The Google Play Retailer has been a breeding floor for malicious Android apps masquerading as innocuous platforms — and it is getting out of hand. In case you missed it, Zscaler ThreatLabz printed a report final Thursday revealing that, throughout the final three months, it found over 50 apps (attracting 500k+ downloads) that had in poor health intentions.
In certainly one of its most up-to-date discoveries, the safety researchers noticed a trojan dubbed Xenomorph hiding inside a harmless-looking life-style app. And it isn’t any ol’ trojan; it is a banking trojan. It is designed to steal your delicate data from banking apps.

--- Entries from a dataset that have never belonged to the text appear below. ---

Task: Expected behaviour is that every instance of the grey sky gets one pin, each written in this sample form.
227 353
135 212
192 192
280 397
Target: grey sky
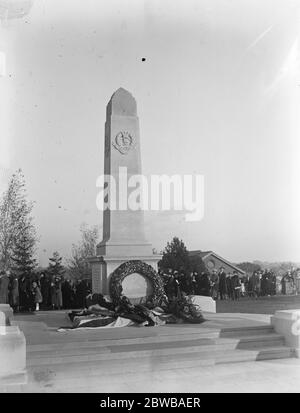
218 95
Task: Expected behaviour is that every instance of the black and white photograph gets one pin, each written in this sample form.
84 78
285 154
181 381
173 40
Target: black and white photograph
149 200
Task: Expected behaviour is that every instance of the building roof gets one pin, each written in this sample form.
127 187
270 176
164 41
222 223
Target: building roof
206 254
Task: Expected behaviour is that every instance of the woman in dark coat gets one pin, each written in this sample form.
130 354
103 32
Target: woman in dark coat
204 284
4 283
222 284
14 293
45 290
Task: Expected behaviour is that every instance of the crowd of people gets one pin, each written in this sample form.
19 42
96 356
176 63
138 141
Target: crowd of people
45 291
42 291
217 284
224 285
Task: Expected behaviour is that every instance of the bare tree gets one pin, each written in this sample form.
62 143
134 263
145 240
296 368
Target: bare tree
78 264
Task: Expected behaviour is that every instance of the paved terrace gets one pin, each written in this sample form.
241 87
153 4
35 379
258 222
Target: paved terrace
281 375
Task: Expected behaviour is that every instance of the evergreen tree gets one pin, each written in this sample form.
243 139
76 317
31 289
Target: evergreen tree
23 263
175 256
55 268
17 232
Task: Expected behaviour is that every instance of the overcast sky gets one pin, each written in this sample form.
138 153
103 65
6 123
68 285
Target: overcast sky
218 95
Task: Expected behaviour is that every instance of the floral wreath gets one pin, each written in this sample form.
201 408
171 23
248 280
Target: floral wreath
129 267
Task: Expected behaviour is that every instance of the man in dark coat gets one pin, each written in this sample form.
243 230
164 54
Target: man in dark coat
204 284
222 284
4 283
214 279
45 290
235 285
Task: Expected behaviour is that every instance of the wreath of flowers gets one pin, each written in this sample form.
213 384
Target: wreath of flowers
130 267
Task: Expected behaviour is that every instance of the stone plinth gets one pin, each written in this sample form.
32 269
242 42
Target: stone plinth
12 351
287 323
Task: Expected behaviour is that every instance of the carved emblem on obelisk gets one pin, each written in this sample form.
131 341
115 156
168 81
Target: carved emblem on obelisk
123 142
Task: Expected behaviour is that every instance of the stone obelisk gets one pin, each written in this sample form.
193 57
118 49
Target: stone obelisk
123 228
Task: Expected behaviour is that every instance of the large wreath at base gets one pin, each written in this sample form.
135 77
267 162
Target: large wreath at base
130 267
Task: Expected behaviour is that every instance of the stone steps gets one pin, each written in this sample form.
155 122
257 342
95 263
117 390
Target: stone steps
69 377
89 358
157 342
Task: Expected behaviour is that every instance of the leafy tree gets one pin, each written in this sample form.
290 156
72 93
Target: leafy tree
78 264
17 232
55 268
197 264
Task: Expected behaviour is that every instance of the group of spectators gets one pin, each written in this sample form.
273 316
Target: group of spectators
224 286
46 291
42 291
217 284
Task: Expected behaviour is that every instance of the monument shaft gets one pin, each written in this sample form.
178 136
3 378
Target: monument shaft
123 228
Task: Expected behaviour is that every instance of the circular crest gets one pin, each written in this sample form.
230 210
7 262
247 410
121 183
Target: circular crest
130 267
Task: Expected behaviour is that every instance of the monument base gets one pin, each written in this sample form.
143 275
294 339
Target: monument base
104 266
12 352
207 304
8 311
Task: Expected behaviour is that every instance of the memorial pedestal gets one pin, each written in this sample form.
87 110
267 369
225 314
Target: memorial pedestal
103 267
287 323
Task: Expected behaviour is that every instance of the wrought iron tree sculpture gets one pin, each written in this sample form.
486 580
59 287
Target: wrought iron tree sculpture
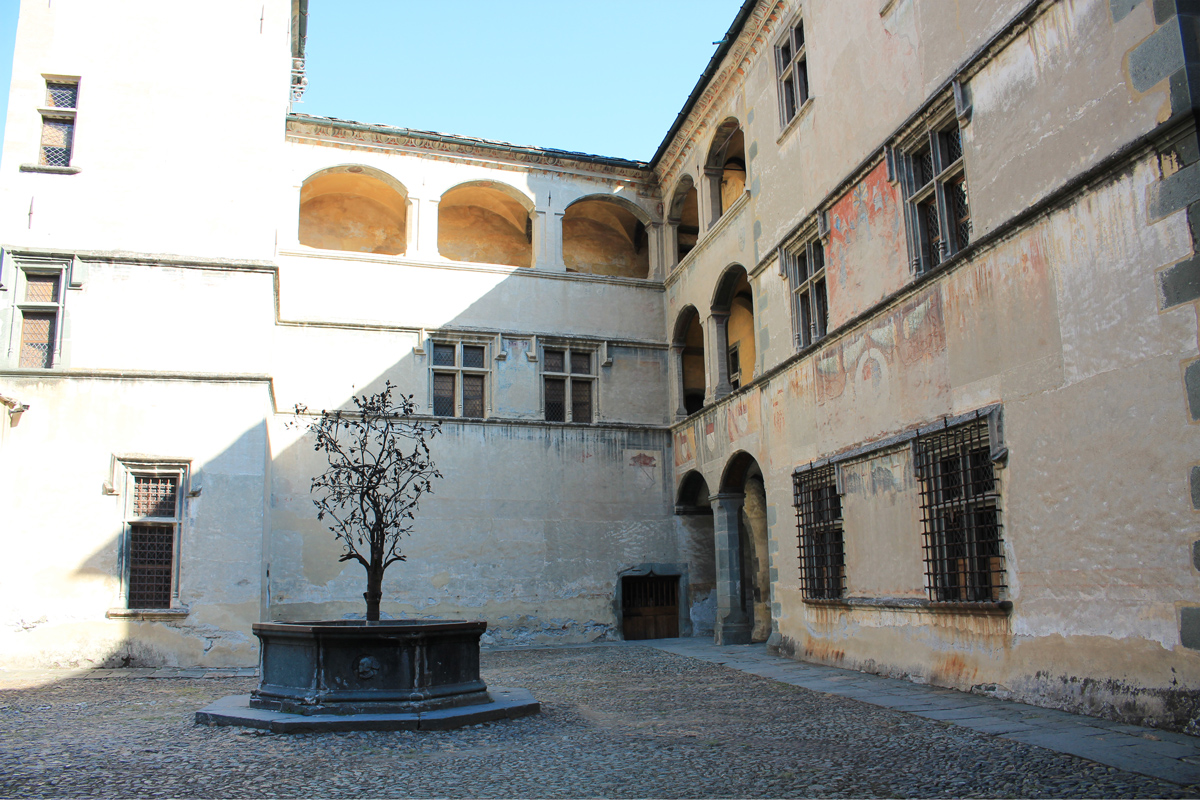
379 465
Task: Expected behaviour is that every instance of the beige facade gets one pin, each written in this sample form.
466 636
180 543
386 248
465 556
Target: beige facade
886 358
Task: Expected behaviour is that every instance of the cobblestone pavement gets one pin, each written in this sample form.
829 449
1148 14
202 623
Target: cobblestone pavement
617 721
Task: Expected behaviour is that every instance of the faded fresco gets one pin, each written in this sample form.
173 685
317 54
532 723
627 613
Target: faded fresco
865 228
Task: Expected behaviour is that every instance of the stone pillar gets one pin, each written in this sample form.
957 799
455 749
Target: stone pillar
676 376
670 246
555 262
713 193
720 340
732 624
540 245
654 242
425 230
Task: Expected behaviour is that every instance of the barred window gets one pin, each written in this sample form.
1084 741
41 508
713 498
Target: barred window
153 518
58 124
460 379
792 72
935 186
960 513
40 307
822 548
804 268
568 373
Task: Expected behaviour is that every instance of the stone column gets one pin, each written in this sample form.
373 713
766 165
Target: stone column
732 624
720 340
540 246
555 242
670 247
713 193
654 244
676 377
426 228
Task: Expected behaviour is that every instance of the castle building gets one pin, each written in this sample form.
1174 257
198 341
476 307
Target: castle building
888 358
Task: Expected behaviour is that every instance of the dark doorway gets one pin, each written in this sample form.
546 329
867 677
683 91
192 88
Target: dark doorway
649 607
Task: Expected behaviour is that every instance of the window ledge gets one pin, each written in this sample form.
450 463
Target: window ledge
52 170
803 110
148 613
987 608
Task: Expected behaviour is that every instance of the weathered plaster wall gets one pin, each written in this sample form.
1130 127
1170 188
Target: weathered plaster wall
127 193
66 529
533 548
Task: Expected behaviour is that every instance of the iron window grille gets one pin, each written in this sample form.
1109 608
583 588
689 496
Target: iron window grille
460 379
41 316
937 210
805 270
960 515
154 513
568 384
792 71
820 522
58 122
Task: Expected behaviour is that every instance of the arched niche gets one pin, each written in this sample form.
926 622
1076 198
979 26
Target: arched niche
689 343
742 475
355 209
603 235
726 164
684 215
486 222
733 300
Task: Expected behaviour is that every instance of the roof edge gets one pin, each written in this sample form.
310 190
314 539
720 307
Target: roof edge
731 36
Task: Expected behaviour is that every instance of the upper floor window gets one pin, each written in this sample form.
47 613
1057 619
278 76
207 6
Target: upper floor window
569 384
460 379
58 122
935 186
40 307
804 266
792 70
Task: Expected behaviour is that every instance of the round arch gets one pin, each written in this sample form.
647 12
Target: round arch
353 208
486 222
605 234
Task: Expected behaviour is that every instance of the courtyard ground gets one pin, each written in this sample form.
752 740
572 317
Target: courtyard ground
619 720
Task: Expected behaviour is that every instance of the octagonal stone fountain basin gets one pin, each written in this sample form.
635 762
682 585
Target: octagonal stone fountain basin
359 675
359 667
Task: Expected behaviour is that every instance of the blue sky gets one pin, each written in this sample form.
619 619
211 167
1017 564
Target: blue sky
603 77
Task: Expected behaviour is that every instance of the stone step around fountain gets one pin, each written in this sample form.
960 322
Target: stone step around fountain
377 675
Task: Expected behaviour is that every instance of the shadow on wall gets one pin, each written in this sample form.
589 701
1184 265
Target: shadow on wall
529 529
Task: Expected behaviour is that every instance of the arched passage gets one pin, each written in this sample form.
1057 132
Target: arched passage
354 208
726 167
695 513
688 348
739 529
683 215
603 235
733 312
485 222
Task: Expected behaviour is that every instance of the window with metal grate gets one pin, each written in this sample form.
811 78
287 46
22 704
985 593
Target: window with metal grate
934 181
460 379
820 521
960 515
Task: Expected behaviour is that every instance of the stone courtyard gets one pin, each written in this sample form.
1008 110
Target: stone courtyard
619 720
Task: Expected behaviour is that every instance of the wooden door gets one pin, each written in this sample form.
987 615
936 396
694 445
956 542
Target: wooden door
649 607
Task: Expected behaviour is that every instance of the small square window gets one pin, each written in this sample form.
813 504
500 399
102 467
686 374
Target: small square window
568 396
460 379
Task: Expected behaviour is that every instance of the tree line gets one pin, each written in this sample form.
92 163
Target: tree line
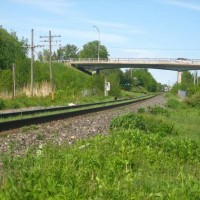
15 50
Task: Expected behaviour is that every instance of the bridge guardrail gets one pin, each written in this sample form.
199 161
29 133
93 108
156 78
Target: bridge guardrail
134 60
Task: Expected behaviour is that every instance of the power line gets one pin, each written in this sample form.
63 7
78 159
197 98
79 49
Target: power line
157 49
49 40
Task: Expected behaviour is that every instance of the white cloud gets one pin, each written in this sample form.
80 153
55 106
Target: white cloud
58 6
183 4
89 35
113 25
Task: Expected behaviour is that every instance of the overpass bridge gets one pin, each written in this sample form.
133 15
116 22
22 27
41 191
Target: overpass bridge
173 64
152 63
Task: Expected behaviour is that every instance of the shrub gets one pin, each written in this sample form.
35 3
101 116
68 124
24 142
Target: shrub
141 110
158 110
194 101
128 121
173 103
145 123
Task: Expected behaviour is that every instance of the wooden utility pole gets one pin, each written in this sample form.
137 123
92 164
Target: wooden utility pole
32 47
50 60
14 80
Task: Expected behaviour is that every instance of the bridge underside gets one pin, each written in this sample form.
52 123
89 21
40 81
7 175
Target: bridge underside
102 66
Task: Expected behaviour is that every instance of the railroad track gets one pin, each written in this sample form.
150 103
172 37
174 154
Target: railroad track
63 112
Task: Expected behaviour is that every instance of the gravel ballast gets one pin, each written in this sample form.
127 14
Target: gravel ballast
68 130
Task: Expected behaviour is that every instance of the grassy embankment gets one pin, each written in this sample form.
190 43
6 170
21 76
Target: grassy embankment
154 154
71 86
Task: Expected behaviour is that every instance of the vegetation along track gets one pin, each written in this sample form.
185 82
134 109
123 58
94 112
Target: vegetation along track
64 112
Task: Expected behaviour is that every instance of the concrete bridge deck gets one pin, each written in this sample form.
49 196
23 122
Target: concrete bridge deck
152 63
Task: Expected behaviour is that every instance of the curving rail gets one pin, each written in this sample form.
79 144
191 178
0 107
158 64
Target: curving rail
13 124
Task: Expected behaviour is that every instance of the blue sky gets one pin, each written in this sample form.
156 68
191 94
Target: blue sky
128 28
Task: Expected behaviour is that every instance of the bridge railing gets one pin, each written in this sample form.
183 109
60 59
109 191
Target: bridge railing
134 60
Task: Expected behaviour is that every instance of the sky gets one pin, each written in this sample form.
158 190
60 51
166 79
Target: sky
128 28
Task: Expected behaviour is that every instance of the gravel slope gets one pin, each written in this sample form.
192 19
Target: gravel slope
68 130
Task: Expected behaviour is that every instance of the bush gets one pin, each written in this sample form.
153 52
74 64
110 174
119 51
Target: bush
173 103
158 110
194 101
145 123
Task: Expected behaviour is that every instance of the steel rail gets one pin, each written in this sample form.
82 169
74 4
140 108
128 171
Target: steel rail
60 108
8 125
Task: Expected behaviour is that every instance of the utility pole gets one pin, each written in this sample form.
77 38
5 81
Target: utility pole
98 47
14 80
50 61
32 60
32 47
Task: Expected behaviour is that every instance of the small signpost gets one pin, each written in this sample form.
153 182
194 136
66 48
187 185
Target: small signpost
107 88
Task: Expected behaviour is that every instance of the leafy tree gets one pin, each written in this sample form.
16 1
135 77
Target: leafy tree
90 50
67 52
11 48
126 80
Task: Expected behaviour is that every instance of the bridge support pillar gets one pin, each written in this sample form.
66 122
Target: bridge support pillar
97 71
179 77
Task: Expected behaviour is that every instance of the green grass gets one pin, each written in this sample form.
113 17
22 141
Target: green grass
18 117
145 156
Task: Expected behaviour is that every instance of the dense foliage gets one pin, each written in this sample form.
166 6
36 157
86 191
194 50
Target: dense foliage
139 78
12 50
66 82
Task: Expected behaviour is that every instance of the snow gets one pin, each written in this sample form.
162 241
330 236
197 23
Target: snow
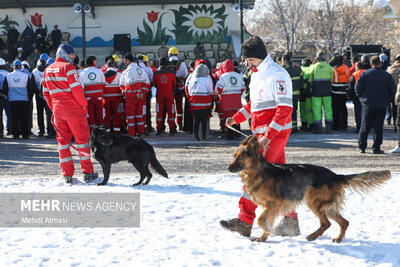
180 227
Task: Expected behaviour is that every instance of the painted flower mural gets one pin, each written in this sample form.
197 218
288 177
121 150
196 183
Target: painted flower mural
36 19
200 24
153 36
5 24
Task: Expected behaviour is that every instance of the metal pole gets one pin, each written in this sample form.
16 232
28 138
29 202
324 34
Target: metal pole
241 22
83 32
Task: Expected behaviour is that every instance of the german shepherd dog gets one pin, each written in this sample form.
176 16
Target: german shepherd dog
112 148
279 188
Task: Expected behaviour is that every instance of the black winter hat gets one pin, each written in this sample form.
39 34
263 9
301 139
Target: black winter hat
254 47
162 61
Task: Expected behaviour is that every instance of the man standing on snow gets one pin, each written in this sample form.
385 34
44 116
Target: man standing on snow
270 109
65 97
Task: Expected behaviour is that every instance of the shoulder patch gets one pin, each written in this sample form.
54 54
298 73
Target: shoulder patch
281 87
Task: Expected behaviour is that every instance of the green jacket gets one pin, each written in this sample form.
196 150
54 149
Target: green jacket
295 73
320 77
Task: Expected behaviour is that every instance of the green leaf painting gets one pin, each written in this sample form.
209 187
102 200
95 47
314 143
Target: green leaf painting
200 24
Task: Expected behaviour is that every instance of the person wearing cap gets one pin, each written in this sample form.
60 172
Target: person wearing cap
270 109
143 63
55 37
41 104
320 77
113 101
391 111
375 88
295 74
20 91
134 85
305 104
164 80
397 102
65 97
93 83
181 75
3 94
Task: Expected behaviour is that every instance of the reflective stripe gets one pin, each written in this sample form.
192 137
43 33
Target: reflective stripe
65 159
63 147
94 91
263 105
245 195
55 91
82 145
74 84
56 79
109 95
200 104
284 100
245 113
279 127
71 72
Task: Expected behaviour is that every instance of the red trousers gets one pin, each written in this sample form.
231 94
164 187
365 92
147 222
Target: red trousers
274 154
133 115
113 118
179 109
95 111
167 104
79 128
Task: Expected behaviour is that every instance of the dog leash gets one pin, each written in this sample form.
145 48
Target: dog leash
55 127
236 130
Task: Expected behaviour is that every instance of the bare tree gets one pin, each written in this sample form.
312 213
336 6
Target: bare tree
279 19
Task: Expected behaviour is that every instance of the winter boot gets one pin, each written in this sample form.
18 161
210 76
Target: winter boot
236 225
287 227
68 179
88 177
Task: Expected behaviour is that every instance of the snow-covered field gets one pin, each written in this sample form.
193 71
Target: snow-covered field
180 227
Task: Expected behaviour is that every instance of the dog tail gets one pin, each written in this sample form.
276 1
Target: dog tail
156 164
365 182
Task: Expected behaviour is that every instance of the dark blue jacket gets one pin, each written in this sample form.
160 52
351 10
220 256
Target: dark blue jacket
375 88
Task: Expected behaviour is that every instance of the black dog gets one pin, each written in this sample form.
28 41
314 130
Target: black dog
108 149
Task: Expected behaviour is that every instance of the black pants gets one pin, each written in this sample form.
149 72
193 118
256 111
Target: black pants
339 111
357 113
200 116
19 118
2 106
187 117
371 118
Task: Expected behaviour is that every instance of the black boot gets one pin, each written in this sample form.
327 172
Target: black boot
236 225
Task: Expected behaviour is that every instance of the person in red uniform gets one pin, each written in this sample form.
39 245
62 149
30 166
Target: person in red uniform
165 81
93 82
65 97
112 98
134 84
270 109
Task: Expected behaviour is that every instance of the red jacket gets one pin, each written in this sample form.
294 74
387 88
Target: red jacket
165 81
230 87
62 88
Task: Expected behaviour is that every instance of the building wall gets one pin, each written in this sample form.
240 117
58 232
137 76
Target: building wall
147 25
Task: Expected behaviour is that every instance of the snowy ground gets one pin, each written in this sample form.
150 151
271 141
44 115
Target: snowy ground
179 227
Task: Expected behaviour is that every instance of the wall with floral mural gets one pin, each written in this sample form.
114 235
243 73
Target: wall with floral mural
147 25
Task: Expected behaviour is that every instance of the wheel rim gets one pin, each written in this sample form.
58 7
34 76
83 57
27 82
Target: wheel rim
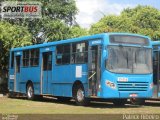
30 91
80 95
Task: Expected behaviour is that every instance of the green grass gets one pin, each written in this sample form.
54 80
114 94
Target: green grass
52 106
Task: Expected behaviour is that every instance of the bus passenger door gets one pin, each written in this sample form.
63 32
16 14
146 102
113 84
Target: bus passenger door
46 71
17 73
156 74
94 69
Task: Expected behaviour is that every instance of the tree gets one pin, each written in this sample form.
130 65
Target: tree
77 31
142 20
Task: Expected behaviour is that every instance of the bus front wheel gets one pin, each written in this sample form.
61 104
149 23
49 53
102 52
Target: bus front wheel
30 92
79 96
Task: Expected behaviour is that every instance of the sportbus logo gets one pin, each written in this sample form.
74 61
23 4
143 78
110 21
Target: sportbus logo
19 9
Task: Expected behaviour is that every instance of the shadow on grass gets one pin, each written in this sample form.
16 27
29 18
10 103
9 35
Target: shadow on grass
92 104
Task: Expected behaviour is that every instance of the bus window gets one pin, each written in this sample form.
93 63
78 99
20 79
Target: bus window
12 60
79 52
34 57
47 61
63 54
26 58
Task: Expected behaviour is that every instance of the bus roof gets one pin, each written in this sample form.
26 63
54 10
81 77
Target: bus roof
96 36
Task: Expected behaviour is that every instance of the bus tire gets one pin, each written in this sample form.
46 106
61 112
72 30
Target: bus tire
79 96
30 92
119 102
137 101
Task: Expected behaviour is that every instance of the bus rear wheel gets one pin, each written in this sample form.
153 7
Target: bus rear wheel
119 102
63 99
137 101
79 96
30 92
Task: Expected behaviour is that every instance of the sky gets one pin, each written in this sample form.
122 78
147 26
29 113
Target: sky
91 11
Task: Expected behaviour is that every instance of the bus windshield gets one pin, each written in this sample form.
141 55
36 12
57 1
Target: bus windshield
131 60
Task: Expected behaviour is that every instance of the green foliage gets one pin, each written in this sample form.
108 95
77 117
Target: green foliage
77 31
142 20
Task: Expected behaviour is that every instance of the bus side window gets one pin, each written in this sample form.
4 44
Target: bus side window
79 52
63 54
12 59
26 58
34 60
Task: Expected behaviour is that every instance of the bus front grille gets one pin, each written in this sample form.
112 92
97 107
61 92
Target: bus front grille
132 86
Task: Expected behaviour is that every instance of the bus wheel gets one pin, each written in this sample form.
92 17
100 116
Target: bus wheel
63 99
119 102
79 96
136 101
30 92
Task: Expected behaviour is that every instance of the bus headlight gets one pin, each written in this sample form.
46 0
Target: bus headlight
110 84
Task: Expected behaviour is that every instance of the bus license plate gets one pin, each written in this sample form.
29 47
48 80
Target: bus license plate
133 95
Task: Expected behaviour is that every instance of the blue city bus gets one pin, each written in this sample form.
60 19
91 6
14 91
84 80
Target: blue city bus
108 66
156 69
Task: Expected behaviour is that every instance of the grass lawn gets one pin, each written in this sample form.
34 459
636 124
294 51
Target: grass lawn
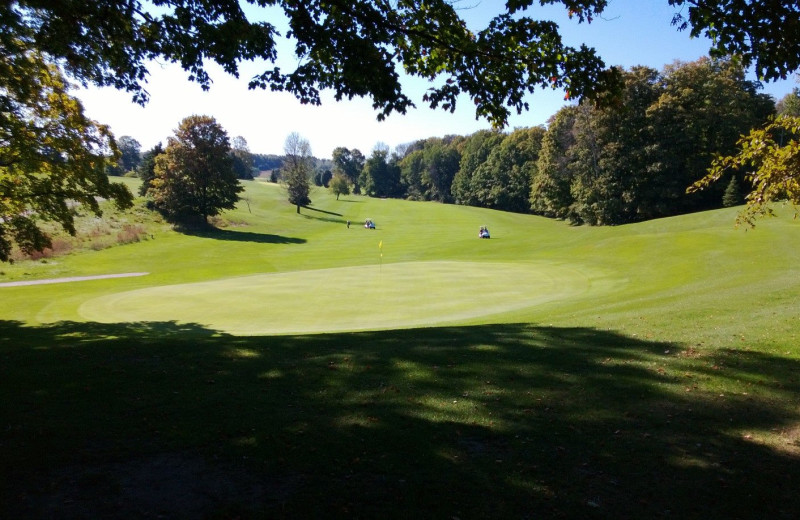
286 366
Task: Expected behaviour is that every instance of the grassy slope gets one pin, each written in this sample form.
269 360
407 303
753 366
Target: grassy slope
668 389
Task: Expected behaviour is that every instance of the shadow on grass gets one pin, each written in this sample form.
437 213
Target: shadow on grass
497 421
243 236
322 211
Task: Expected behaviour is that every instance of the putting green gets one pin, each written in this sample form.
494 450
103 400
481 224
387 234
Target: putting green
352 298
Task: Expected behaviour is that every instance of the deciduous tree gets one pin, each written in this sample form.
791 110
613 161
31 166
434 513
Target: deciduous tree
770 158
194 177
52 157
297 169
339 185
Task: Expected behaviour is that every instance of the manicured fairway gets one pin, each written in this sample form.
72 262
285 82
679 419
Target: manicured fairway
284 365
349 298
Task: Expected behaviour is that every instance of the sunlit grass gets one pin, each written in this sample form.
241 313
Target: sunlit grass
640 371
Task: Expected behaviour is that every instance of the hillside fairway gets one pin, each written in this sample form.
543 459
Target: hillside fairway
287 366
347 298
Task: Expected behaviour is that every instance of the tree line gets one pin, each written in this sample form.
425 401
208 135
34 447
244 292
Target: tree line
609 164
52 156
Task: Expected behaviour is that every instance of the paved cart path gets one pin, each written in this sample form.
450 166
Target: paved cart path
70 279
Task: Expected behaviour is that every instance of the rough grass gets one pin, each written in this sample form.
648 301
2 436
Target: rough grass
662 379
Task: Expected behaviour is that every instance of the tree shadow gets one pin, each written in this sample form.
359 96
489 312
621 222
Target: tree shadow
493 421
243 236
322 211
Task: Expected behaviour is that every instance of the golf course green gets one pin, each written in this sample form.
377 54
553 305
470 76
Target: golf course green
285 365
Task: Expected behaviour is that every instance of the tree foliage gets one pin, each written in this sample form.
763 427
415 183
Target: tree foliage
243 165
770 158
612 165
52 157
297 169
147 167
349 164
130 153
381 174
194 177
339 185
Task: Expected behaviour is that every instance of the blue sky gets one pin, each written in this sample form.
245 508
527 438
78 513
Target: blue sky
630 32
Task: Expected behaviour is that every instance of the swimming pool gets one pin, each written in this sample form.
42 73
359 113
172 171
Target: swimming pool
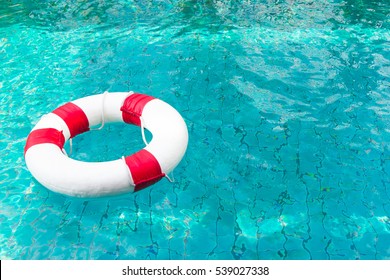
287 106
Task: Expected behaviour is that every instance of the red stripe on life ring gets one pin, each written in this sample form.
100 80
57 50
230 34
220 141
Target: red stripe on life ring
74 117
144 169
45 135
133 106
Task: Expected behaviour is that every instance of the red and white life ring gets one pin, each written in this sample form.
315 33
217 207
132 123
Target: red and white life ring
55 170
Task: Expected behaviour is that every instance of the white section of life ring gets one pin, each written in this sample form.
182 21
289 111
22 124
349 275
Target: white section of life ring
59 173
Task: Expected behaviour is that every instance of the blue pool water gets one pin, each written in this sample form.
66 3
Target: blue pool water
287 106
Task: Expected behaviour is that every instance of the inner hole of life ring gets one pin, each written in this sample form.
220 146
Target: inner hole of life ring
112 142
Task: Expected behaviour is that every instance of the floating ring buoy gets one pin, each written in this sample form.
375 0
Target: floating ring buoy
49 164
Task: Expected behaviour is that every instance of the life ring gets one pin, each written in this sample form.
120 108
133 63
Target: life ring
47 162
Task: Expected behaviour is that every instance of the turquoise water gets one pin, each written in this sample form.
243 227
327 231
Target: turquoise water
287 106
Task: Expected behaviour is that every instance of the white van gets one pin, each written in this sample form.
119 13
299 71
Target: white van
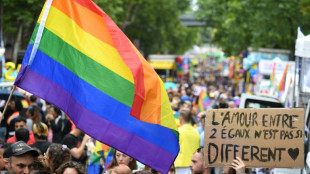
253 101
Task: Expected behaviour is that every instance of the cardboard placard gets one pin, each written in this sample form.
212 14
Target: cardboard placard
268 138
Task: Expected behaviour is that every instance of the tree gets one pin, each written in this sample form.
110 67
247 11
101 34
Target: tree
155 24
19 20
254 23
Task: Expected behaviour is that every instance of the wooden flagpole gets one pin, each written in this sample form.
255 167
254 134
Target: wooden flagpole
7 103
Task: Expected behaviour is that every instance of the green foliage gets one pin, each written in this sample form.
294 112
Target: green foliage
155 24
255 23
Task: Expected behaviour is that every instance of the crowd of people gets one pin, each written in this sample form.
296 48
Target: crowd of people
37 137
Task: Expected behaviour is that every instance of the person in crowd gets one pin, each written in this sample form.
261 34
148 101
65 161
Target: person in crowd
121 169
22 134
189 141
201 117
171 170
121 158
20 122
238 167
231 105
71 167
17 110
3 146
60 127
197 166
40 172
35 104
56 155
77 145
40 131
19 158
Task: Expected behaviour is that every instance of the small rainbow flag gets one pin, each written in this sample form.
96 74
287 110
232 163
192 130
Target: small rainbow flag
204 101
79 60
272 76
281 86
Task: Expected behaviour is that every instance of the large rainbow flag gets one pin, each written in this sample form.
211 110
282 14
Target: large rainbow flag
79 60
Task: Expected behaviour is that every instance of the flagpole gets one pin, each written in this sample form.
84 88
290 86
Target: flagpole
7 103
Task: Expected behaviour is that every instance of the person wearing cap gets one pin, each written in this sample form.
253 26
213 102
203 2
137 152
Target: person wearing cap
19 158
40 131
20 122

Watch out for the Xenomorph
“Todo: Day Supervisor” is the title of the cyber menace. Not solely can it steal credentials from banking functions in your machine, however it will possibly additionally intercept your textual content messages and notifications. This implies it will possibly snatch your one-time passwords and slip by way of any multifactor authentication boundaries.
Upon putting in the app, ToDo: Day Supervisor asks customers to allow sure permissions. As soon as the unwitting sufferer acquiesces to its requests, the app makes itself your machine’s admin — and blocks you from reversing this modification. This ensures that you could’t set up it out of your telephone.
Subsequent, it superimposes an overlay (e.g. a faux login display) on high of legit banking apps put in in your machine, tricking you to enter your credentials. Because of this, chances are you’ll inadvertently hand over your banking data to cybercriminals.
Apparently, the researchers seen that the modus operandi of the Xenomorph trojan is just like one other malicious malware household they found three months in the past: the Coper banking trojan.
“This trojan was equally embedded in apps on the Google Play Retailer and sourced its malware payload from the Github repo,” the report stated.
Thankfully, Google eliminated the malicious threats from the Play Retailer, however this may not be the final banking trojan that can wiggle its means into the Android app retailer. With a lot malware sneaking previous Google Play’s defenses, the search engine big must deploy higher hawk-eyed strategies to maintain cybercriminals at bay.